Schleiermacher zum Übersetzen

First page of the treatease “About the different methods of translation” by Friedrich Schleiermacher, 1816, as displayed in the German Romanticism Museum, Frankfurt am Main

Friedrich Schleiermacher (1768-1834) said about translation: “Either the translator leaves the author in peace as much as possible and moves the reader towards the author; or he leaves the reader in peace as much as possible and moves the author towards the reader.” (transl. The German Romanticism Museum.)

Debate on Translation Methods

All translation students – including me when I was changing careers some years ago – learn about this general problem involved with translation:

Should the translated text reflect the characteristics of the foreign language or rather read like a text written in the native language?
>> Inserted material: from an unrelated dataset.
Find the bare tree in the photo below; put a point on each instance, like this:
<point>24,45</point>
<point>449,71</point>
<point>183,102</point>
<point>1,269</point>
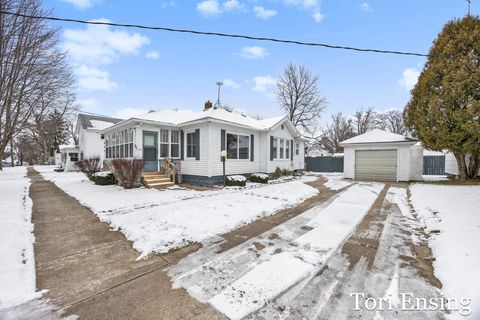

More than 200 years ago, Friedrich Schleiermacher started a debate on possible translation methods. Schleiermacher himself concluded the first method would do best (while most of today’s translators disagree).

I was not really impressed about the debate when I learned about it early in my translation studies.

But I was the more surprised to find the original text displayed in the German Romanticism Museum, Frankfurt am Main.

I never thought I would be able to look the author of the debate in the eye “posthumously”.

Journey into Romanticism – Schleiermacher’s Text

Suddenly, pure theory had a face, a context, a purpose. I could literally see this fundamental idea about translation evolve.

During that time, the Romanticism, poets and scholars translated important foreign literature for the first time, discussing possible approaches. And Schleiermacher, a philosopher, talked about the “different methods of translation” in a speech before the Royal Prussian Academy of Sciences in 1813. The book providing the text was from 1816.

The complete text can be read on the internet in a free copy provided by the University of Michigan.

What an effect from such a little book.